THE CAST – Karelle Tremblay, Barbara Ulrich, Zeneb Blanchet, Mattis Savard-Verhoeven & Irène Dufour
THE TEAM – Félix Dufour-Laperrière (Director/Writer)
THE RUNNING TIME – 72 Minutes
From the studio that gave us “Chicken for Linda!” comes a far darker, more politically charged fable. In “Death Does Not Exist” (“La mort n’existe pas”), the animation studio, Miyu Production, once again floods the screen with vibrant color and emotional intensity. Still, this time channels it into a tragic, ambitious meditation on activism, guilt, and the wild terrain between conviction and survival. Directed and written by Félix Dufour-Laperrière, the Canadian and French co-production echoes the thematic grandeur of Studio Ghibli’s “Princess Mononoke,“ with its shared preoccupation with the destruction of nature, inner conflict among would-be heroes, and the blurred line between monster and martyr. Here, nature also rebels, but instead of ancient gods and forest spirits, it’s the ghosts of failed revolutions that howl through the trees.
Set in a town where gold shines with menace, “Death Does Not Exist“ opens with a visceral act of rebellion. Hélène, our hesitant protagonist, leads a group of young activists in a violent plan to overthrow the town’s “rich geezers,” those who own the land, pollute the skies, and symbolize all-consuming wealth. “They’re using us,“ one character says, echoing the weariness of countless real-world struggles. But when the time comes, Hélène falters. She watches in paralyzed horror as her friends are gunned down, and instead of joining them in sacrifice, she runs.
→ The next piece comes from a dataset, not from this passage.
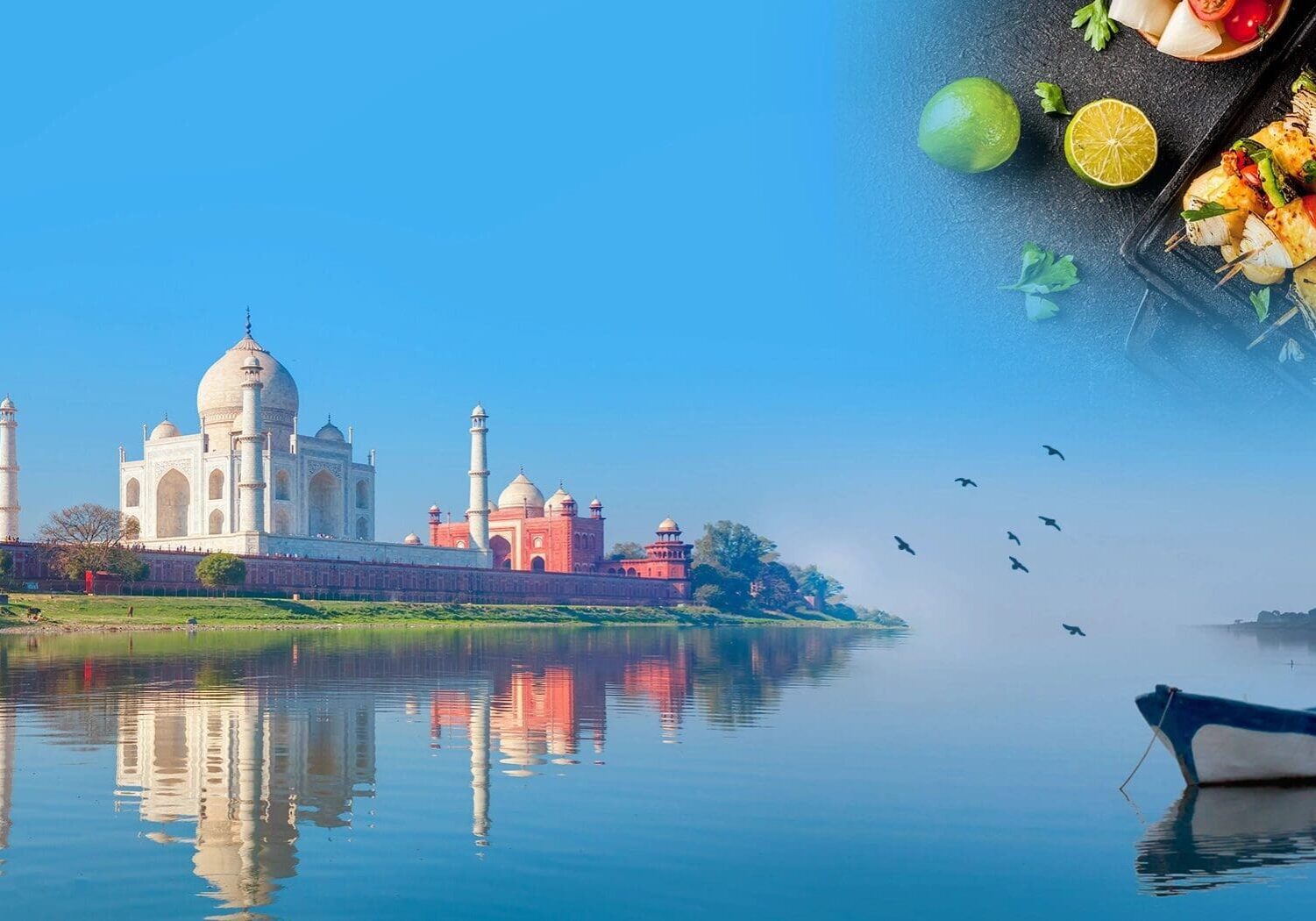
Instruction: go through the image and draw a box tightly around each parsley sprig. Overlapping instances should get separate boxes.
[1070,0,1120,52]
[1179,202,1238,224]
[1033,81,1074,115]
[1000,244,1079,323]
The film’s second half leaves the brutal realism of political violence and slips into a more metaphysical journey through grief and guilt. Hélène enters a forest that feels alive with memory, where red leaves blanket the ground like her friends’ spilled blood, and her dead friend Manon appears as both guide and accusation. “You have a second chance,“ Manon whispers, urging her through a dreamscape where gunshots echo like ghosts and every step toward redemption is shadowed by the weight of cowardice.
Visually arresting, “Death Does Not Exist“ is a painting in motion. Characters blend into their surroundings: dark green in the forest’s embrace, orange in the flicker of campfires, almost translucent under the brightness of sunshine. The 2D animation is expressive and intimate, conjuring emotional beats without needing words. Golden Wolves, first seen as statues in a palatial home of wealth, later come to life to chase a lamb – a metaphor for Hélène, caught between innocence and complicity. The symbolism may be heavy-handed at times, but it’s undeniably affecting.
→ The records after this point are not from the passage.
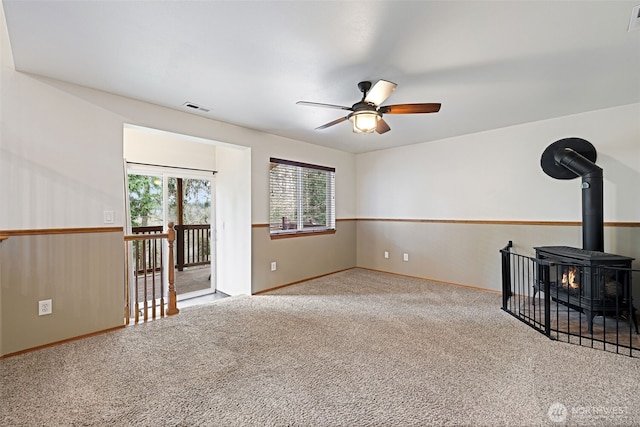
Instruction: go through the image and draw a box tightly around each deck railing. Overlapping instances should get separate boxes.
[124,222,179,325]
[131,224,211,271]
[175,224,211,271]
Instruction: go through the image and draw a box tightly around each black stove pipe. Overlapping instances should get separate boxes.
[554,148,604,252]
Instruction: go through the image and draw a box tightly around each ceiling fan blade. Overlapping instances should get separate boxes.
[376,117,391,134]
[364,80,398,106]
[315,117,347,130]
[378,103,441,114]
[296,101,353,111]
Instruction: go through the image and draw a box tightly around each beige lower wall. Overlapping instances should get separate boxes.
[251,220,356,293]
[357,220,640,295]
[0,232,124,355]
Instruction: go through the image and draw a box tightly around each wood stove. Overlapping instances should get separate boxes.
[534,246,638,333]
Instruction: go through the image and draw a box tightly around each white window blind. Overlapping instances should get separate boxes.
[269,157,336,235]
It’s a tragic tale about friendship, love, and hope, and while those elements flicker throughout, they often get tangled in a thicket of ideas. The film tries to say everything – about climate collapse, class warfare, revolutionary zeal, and personal failure – and as a result, it sometimes says too much. By the time the town is literally swallowed up in a tidal wave of protest and metaphor, you may feel that the film is also being swallowed up by the weight of its own ambition.
Yet beneath all this, there’s an emotional core that resonates. In one powerful moment, Hélène meets her younger self – a scene that suggests rebirth, reflection, and the infinite cycles of hope. She returns to the place of the massacre, this time choosing to fight. This time, she says, “I love you“ to Marc, the comrade who died loving her. It’s a romantic gesture haunted by inevitability, a small act of defiance in a world that punishes those who want to believe in something more.
“Death Does Not Exist“ is sprawling, sometimes convoluted, and often overwhelming. But it’s also urgent, human, and visually daring in animated form. It demands that we confront not just systems of oppression but our own roles within them. In its final moments, it leaves us with a question that cuts through all the visual poetry and ideological fire: What will you do with your second chance?